Saturday, September 15
6:00 a.m. – I ring up American Airlines again only to be told there would be 120-minute wait to speak to a person. Instead, I call Logan Airport, which is now expected to open at 7 a.m. Maybe. I decide to take take a chance and hail a cab to Pearson Airport. My 11 a.m. flight to Boston has not been cancelled. However, once we board, it sits on the tarmac for three hours, which means I’ll miss my ticketed connection to Vermont.
2:00 p.m. – We take off.
4:30 – We land at Logan, where SWAT teams accompanied by dogs, soldiers holding automatic weapons and Massachusetts cops regard every passenger with suspicion. While going through security, I get a pat-down and someone swabs my laptop case looking for explosives residue. A police-state atmosphere that would have been alarming a week earlier is freaky but appropriate.
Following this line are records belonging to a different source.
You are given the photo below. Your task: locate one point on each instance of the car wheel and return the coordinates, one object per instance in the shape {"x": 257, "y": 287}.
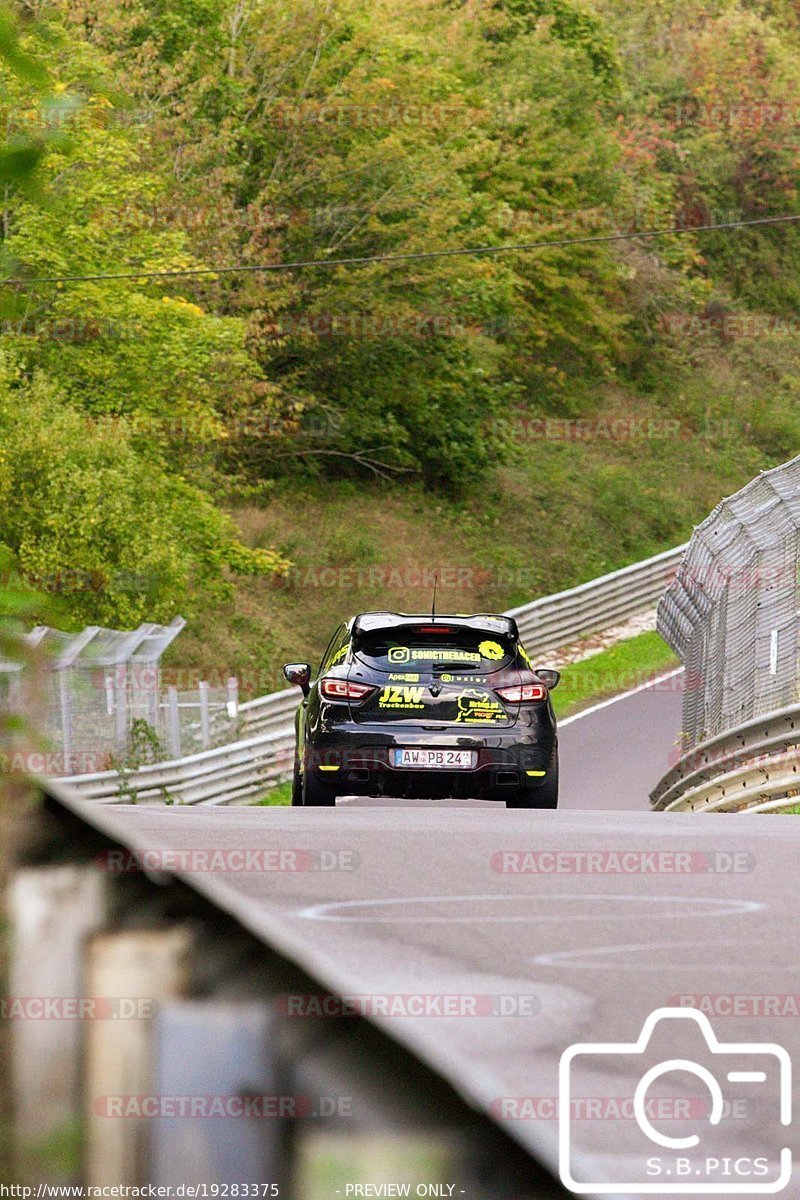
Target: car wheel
{"x": 296, "y": 784}
{"x": 546, "y": 796}
{"x": 316, "y": 795}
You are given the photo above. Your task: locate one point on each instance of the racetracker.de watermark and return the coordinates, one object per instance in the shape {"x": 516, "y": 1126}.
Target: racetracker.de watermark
{"x": 247, "y": 861}
{"x": 277, "y": 1107}
{"x": 77, "y": 1008}
{"x": 623, "y": 862}
{"x": 740, "y": 1003}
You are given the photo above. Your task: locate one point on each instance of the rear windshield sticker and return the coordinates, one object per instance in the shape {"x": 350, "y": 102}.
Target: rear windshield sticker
{"x": 479, "y": 708}
{"x": 404, "y": 654}
{"x": 401, "y": 697}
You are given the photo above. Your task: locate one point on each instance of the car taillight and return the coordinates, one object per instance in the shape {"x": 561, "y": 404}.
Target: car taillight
{"x": 523, "y": 694}
{"x": 343, "y": 689}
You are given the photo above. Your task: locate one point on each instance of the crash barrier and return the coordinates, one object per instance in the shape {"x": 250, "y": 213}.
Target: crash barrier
{"x": 753, "y": 768}
{"x": 263, "y": 756}
{"x": 731, "y": 613}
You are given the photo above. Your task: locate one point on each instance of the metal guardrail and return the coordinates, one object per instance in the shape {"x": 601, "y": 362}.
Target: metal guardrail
{"x": 247, "y": 768}
{"x": 557, "y": 621}
{"x": 753, "y": 768}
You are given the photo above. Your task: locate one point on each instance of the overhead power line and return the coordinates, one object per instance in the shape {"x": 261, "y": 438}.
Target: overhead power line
{"x": 402, "y": 257}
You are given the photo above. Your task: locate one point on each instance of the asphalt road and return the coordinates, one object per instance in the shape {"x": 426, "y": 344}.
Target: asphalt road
{"x": 449, "y": 903}
{"x": 613, "y": 754}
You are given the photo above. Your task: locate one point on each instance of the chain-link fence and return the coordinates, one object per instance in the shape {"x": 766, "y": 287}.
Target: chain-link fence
{"x": 732, "y": 611}
{"x": 100, "y": 700}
I run, hoping to reach the gate for another flight to Vermont, and burst into tears when it’s obvious I won’t get there in time.
5:00 – I manage to find a seat in the terminal’s packed waiting room. People around me are telling stories about their 9/11 tribulations. Many have been stuck there for days. A teenage girl says her aunt was an American Airlines employee tearing tickets at the flight 11 gate when five al-Qaeda operatives (including Mohamed Atta, later seen in photos that showed his dead-inside eyes) carrying box cutters were able to pass through with ease. The woman has since had something of a nervous breakdown.
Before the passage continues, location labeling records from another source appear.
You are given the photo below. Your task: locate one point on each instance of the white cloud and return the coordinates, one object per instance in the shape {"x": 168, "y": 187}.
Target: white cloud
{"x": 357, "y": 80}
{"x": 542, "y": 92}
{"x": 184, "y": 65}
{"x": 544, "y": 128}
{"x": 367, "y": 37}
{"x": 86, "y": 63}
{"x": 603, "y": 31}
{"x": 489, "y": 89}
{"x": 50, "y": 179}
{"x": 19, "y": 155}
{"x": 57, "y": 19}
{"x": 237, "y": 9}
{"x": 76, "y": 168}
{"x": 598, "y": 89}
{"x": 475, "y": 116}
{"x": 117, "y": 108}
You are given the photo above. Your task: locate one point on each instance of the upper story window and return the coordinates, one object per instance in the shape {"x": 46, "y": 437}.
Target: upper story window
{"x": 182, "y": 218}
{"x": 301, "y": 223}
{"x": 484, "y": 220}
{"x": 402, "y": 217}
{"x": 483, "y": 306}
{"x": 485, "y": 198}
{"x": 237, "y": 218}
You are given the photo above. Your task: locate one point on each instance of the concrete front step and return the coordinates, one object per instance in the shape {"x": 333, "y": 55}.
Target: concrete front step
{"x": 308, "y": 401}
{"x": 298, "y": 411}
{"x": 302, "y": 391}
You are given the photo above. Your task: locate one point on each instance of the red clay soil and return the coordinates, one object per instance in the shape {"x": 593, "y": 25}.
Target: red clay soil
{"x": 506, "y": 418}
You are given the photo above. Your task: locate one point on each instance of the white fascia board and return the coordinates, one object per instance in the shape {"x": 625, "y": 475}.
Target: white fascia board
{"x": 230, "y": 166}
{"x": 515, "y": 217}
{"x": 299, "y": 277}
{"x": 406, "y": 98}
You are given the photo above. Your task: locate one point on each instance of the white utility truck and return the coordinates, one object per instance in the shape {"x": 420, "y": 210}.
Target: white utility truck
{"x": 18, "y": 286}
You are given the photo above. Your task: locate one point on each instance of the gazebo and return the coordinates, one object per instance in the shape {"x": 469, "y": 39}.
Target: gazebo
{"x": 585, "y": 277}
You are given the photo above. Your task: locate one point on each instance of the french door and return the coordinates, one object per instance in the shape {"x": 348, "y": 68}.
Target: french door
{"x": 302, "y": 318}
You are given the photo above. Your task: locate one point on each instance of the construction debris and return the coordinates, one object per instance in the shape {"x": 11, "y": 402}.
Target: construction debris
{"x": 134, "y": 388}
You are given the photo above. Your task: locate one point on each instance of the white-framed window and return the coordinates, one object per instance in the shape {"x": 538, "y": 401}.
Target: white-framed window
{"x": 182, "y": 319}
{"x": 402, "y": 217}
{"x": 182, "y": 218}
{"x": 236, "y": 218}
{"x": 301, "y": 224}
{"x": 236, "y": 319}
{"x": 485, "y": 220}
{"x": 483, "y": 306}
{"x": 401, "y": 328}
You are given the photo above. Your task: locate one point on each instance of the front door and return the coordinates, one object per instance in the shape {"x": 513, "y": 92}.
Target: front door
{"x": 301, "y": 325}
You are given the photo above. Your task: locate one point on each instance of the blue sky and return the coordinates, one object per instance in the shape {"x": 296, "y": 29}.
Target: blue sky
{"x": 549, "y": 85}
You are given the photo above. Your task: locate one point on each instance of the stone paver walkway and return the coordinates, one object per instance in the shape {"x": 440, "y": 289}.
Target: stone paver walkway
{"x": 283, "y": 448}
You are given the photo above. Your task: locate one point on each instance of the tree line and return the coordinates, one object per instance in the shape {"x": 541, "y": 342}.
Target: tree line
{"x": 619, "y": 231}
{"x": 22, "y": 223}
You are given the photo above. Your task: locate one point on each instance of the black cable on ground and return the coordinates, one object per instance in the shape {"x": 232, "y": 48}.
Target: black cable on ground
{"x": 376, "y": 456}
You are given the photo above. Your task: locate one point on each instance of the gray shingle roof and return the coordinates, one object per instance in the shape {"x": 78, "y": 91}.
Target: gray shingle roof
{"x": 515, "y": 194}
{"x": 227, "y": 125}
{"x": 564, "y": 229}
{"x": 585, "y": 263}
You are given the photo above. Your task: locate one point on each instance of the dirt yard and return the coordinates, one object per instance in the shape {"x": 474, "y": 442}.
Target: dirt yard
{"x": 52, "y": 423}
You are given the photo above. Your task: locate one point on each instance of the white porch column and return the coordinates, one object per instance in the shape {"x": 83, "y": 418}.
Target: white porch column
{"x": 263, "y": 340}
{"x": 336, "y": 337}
8:00 – The last flight of the day to Vermont has now been posted and cancelled several times.
11:00 – I’m flying home at last.
Sunday, September 16
1:30 a.m. – Back in Burlington, neighbors across the street who’ve been feeding my cats are still awake and call when they see the houselights on. They tell me that the whole block held a vigil on the night of September 11 and one of their candles was placed on my front porch to symbolically include me in the sorrowful gathering.
September 11, 2002
Ramzi Yousef |
At the Toronto festival again, the New York publicist who had never heard of bin Laden last year asks me how on earth I knew then that he was the evildoer in question. I explain that it’s a matter of paying attention rather than psychic ability. I simply had remembered that, after the bombing of the World Trade Center’s north tower in 1993, convicted conspirator Ramzi Yousef – nephew of al Qaeda’s Khalid Sheikh Mohammed, – vowed to the FBI: “Next time, we’ll bring them both down!”
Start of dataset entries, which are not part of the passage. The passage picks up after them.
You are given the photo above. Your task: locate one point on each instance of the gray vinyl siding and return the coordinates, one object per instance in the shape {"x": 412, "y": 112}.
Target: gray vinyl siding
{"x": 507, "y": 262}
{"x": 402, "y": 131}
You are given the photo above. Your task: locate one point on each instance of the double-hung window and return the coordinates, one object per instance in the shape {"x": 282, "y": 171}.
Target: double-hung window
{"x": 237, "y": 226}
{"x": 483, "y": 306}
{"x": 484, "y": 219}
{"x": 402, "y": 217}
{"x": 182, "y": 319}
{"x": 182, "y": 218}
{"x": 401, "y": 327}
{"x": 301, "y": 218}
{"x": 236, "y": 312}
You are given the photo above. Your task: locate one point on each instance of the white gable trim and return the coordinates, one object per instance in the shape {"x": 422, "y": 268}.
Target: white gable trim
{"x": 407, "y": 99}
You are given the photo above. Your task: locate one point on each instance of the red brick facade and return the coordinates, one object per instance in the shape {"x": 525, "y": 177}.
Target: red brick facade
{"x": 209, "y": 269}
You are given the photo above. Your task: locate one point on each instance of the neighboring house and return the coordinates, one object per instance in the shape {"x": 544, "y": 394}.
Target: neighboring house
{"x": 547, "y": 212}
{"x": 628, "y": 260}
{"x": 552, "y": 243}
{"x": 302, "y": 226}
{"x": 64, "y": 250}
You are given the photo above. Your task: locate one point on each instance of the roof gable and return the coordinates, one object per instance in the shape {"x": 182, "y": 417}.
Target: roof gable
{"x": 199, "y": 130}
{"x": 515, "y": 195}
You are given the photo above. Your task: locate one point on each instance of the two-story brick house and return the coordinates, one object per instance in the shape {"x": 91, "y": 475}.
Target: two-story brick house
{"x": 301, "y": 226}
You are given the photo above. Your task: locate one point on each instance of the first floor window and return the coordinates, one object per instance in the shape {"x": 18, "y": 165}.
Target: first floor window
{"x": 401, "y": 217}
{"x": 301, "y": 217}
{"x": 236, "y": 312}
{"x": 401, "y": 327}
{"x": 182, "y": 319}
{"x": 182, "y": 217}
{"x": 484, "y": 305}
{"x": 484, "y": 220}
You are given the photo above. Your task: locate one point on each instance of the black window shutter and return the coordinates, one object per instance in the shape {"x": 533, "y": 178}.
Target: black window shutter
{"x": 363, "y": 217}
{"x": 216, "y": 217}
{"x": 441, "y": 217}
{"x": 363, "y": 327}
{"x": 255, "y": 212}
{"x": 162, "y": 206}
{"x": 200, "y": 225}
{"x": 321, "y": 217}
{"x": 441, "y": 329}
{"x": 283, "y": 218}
In 2002, the public hasn’t yet been informed that Vice-President Dick Cheney never met with the terrorism task force he was supposed to convene, even though the outgoing Clinton administration had stressed the urgency of this issue eight months before 9/11. Another revelation to come: George W. Bush seemingly ignored an August 6, 2001 official memorandum titled “Bin Laden Determined to Strike Inside the United States.”
– Susan Green is a film critic and arts journalist based in Burlington, Vermont. She is the co-author with Kevin Courrier of Law & Order: The Unofficial Companion and with Randee Dawn of Law & Order Special Victims Unit: The Unofficial Companion.